The current controlled Spitzenkandidat system means also that future candidates like Juncker will lack legitimacy. Europe still lacks a common identity, or demos. Most Europeans identify with their states. A few weeks of European parliament candidates campaigning on bus tours and engaging in a few televised debates hardly counts. In the United States, it takes years of nonstop primary campaigning for presidential contenders to reach minimum familiarity among voters. Achieving such recognition in a continent of linguistic and cultural differences would be even harder.
A European demos can be created eventually, but Europeans are only in the first stage of that process. Supporters of such a goal should think twice about trying to promote Juncker, whose credentials for the presidency are dubious. They should think instead about the long term. Trying to speed the process could actually weaken the European Commission, making member states less likely to cooperate with a president imposed upon them. In light of these risks, Juncker should withdraw his candidacy.
Those who want to imbue the president of the European Commission with democratic legitimacy must lay the political ground work to make it happen. In the next elections in 2019, a longer period of campaigning by Spitzenkandidaten should be required. The next Spitzenkandidaten should be selected as early as 2017, ideally by an open primary process. The last-minute backroom wheeling and dealing of this year must end.
Since the democratic legitimacy of an elected president of the European Commission would come at some cost to the legitimacy of national governments in national elections, some performance criteria should be established for the election itself. The 2014 European Parliament elections reversed the 30-year decline in turnout, edging up to 43.1 percent from 43.0 percent in 2009. But the average level of national election participation in the European Union was 68 percent. Hence European elections attract less than two-thirds of the voters participating in national elections.
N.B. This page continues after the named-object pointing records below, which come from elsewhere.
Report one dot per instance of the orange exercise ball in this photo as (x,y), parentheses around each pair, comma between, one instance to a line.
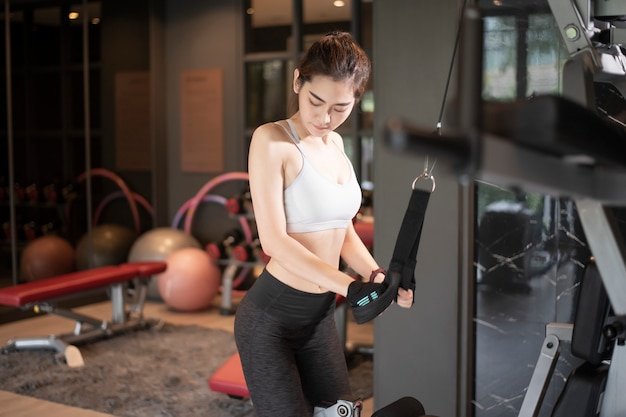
(191,280)
(46,257)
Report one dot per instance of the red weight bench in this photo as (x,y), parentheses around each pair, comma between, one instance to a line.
(127,303)
(229,379)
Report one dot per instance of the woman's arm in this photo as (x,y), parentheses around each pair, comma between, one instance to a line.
(266,167)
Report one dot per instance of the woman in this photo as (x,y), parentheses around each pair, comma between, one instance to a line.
(305,194)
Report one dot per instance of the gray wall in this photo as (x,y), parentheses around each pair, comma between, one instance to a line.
(203,34)
(417,350)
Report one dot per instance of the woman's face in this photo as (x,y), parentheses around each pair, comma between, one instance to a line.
(324,104)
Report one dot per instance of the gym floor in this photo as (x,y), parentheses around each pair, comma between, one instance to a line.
(20,406)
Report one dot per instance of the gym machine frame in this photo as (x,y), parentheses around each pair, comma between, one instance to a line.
(482,147)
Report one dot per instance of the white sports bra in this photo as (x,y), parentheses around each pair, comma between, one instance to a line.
(313,202)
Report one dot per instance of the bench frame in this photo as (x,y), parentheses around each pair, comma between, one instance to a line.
(127,303)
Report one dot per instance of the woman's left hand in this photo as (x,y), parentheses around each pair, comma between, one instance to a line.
(405,298)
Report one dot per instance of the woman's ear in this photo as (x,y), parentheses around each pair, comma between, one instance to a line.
(296,83)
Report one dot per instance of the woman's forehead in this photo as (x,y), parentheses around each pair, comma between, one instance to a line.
(330,90)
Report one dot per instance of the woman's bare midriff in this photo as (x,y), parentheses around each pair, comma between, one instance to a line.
(325,244)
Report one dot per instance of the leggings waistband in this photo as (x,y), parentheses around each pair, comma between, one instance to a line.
(287,304)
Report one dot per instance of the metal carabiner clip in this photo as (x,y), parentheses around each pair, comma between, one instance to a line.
(426,175)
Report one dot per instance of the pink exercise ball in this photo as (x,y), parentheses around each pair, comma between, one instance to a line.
(46,257)
(156,245)
(191,280)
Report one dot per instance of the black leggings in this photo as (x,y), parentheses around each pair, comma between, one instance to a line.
(290,350)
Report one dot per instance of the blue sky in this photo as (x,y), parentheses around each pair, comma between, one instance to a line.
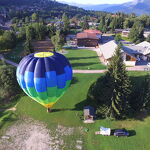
(96,1)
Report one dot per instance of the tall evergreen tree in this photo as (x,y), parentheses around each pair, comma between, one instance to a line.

For the EU Council to respect the democratic outcome of the European elections with regard to the presidential selection, a candidate that is to be imposed on democratically elected EU leaders should only be elected with a minimum level of voter participation—two-thirds or maybe 70 percent of the average turnout in the most recent national elections in the 28 EU members, for example. Perhaps a minimum 50 percent overall participation requirement could be imposed.
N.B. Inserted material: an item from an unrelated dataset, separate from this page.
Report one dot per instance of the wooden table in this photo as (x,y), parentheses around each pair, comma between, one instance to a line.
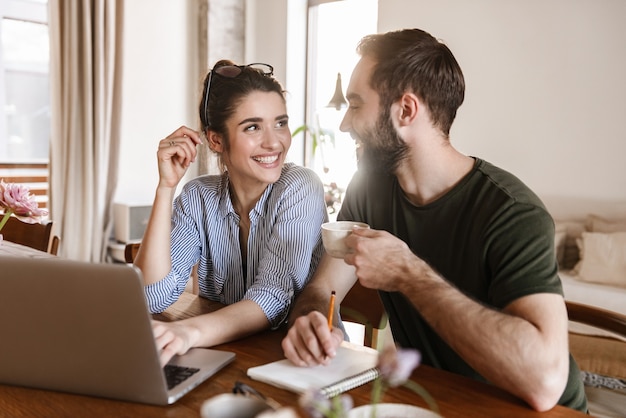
(456,396)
Were the 2019 European Parliament elections to fall short of this threshold, the EU Council should not be bound by the result, but reserve the right to take the election "into consideration” as the law now requires. One could further require that a victorious Spitzenkandidat secure adequate support in a geographically distributed manner across the entire European Union, guarding against regionalization of different political platforms, with candidates appealing to voters only in certain states.
All these steps would help command legitimacy in the eyes of voters. After all, many of the European nation states still have independent regional identities—think of Germany, France, Italy, Spain, or the United Kingdom. Creating a European demos will be hard, hard political work in pan-European elections for perhaps generations to come. The Spitzenkandidaten of 2014 are just the first baby steps to that end.